Scientific classification
- Kingdom: Animalia
- Phylum: Chordata
- Class: Aves
- Order: Passeriformes
- Family: Alaudidae
- Genus: Calendulauda
- Species: C. poecilosterna
- Binomial name: Calendulauda poecilosterna (Reichenow, 1879)
- Synonyms: Alauda poecilosterna; Mirafra poecilosterna;

= Pink-breasted lark =

- Genus: Calendulauda
- Species: poecilosterna
- Authority: (Reichenow, 1879)
- Conservation status: LC
- Synonyms: Alauda poecilosterna, Mirafra poecilosterna

Species of bird

The pink-breasted lark (Calendulauda poecilosterna) or pink-breasted bushlark is a species of passerine bird in the family Alaudidae.

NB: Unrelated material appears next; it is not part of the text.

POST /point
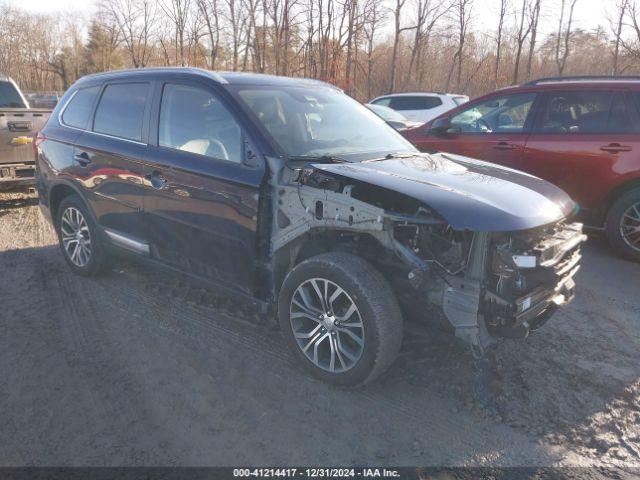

==Taxonomy and systematics==
This species was originally classified in the genus Alauda and then Mirafra until moved to the new genus Calendulauda in 2009 by the IOC. Not all authorities have followed this taxonomy change.

==Distribution and habitat==
The pink-breasted lark is estimated to have a global extent of occurrence of 560,000 km^{2}, covering a broad range from south-eastern South Sudan and southern Ethiopia through Kenya to southern Somalia, north-eastern Tanzania and eastern Uganda.

Its natural habitat is dry savannah, open bush and wooded areas, in particular dry acacia and Commiphora scrub.

== Behaviour and ecology ==
It is generally found singly or in pairs foraging on the ground for insects and seeds. When disturbed it flies to a safe, elevated position on the branch of a tree or the top of a bush. These are also its favoured perches for engaging in territorial song.